Blogging is a good example. People write about getting “only” three or four comments on a post, and for me getting even one comment is huge. I understand the effort that goes into having a “successful” (or even remotely read) blog, but I can’t make myself do it. What if it still doesn’t work and I’m just a failure? What if I get mean comments and insults? What if the people in my “real life” aren’t comfortable with me having a blog? Instead of dealing with any of those possibilities, I just… don’t do anything.
It’s the same with being healthy. I know how. I know I probably could do it. But what if I work out every day and track my calories and am miserable yet I don’t lose any weight? What if I work as hard as I can to get my body in its best shape, and that still isn’t where I want it to be?
And I wrote an article recently. A former professor wanted me to write a brief first-person article about my experience being apprehended by the police in Rome. He asked me this on Juny 25th and I sent it to him today. It does not take that many weeks to write a one-page article. But every time I started to write, all I could think was that I’m not good enough, that there was nothing I could do that would compare to the talents of others, that I shouldn’t even bother. Last night I shared it with a few people for editing and the absolute terror I felt at opening their reply emails was really quite pathetic. I literally expected them to say it was terrible, the worst thing ever, that I should just give up on life because my writing skills are so poor.

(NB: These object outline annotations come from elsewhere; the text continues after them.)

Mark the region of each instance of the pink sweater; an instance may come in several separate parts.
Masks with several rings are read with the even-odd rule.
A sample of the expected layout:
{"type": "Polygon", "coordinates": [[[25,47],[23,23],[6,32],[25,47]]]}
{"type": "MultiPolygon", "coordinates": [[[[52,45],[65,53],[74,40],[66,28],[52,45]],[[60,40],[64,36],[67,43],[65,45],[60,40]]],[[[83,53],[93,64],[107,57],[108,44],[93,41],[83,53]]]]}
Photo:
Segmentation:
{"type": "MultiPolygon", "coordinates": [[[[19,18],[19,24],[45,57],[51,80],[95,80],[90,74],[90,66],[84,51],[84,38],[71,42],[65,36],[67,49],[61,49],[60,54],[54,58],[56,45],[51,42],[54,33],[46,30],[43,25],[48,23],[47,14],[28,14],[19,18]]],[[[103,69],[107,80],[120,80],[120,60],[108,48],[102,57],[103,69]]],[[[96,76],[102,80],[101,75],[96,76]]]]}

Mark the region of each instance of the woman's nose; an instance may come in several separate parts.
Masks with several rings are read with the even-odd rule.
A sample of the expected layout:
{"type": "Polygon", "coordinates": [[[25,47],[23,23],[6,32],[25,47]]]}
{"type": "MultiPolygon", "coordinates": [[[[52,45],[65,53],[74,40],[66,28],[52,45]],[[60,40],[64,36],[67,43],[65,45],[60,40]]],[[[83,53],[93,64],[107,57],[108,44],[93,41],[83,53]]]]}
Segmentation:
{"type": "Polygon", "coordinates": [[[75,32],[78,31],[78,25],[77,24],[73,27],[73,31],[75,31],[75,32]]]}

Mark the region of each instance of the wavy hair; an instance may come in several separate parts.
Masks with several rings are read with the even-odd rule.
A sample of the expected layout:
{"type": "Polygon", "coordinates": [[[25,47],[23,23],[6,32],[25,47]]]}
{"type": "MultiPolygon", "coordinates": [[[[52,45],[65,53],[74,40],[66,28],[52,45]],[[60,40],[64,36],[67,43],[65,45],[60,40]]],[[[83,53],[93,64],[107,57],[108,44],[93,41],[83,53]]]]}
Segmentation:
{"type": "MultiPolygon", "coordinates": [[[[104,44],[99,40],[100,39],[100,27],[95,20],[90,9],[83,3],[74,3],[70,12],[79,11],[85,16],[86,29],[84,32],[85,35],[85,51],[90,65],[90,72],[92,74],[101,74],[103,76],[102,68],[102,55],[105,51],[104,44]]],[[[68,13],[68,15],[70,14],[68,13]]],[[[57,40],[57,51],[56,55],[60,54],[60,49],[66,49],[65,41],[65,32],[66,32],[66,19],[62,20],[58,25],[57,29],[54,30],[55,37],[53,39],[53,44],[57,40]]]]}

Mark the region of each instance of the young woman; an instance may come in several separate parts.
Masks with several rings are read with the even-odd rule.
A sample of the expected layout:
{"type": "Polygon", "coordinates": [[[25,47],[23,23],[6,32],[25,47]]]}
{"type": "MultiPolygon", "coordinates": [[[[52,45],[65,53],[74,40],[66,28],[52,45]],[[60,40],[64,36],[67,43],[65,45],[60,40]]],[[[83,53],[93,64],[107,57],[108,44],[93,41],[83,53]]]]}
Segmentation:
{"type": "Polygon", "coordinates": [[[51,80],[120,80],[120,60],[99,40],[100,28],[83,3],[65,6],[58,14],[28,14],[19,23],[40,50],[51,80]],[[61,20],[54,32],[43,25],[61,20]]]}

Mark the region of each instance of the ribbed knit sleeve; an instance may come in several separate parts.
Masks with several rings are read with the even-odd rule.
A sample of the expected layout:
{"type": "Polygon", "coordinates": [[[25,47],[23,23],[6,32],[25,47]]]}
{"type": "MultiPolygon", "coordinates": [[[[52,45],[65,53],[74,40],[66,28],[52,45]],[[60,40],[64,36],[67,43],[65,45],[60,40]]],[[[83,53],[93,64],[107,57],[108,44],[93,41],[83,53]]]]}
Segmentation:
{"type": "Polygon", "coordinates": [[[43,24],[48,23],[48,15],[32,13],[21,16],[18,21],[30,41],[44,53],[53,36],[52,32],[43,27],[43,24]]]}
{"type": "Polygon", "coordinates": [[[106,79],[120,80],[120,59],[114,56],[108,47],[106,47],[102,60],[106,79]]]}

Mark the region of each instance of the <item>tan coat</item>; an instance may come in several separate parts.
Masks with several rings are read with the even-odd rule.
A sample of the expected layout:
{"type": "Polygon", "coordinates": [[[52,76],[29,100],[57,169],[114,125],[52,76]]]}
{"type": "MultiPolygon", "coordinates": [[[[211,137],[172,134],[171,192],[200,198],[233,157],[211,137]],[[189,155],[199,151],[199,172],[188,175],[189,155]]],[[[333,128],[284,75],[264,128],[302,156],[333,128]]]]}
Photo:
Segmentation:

Obviously, no one said that. I sent the article to my former professor today, and right now I’m more curious than worried about what he’ll say. He’s very blunt and to-the-point so if it sucks, he’ll let me know, and I’m curious what he’ll pick apart. In the meantime, I’m going to be happy that I bit the bullet and wrote the darn thing, even though it took a lot of false starts.
Indeed, who am I to be “brilliant, gorgeous, talented, fabulous?” I don’t know; maybe I’m none of those things. But holding myself back from life solely because I’m afraid I’m not those things is no way to live. There are things that I want, and even if they don’t come easily and naturally, it doesn’t mean I can’t or shouldn’t have them. I may have to go through a lot of inadequacy and embarrassment to get those things, but maybe when I do, I’ll appreciate it all the more.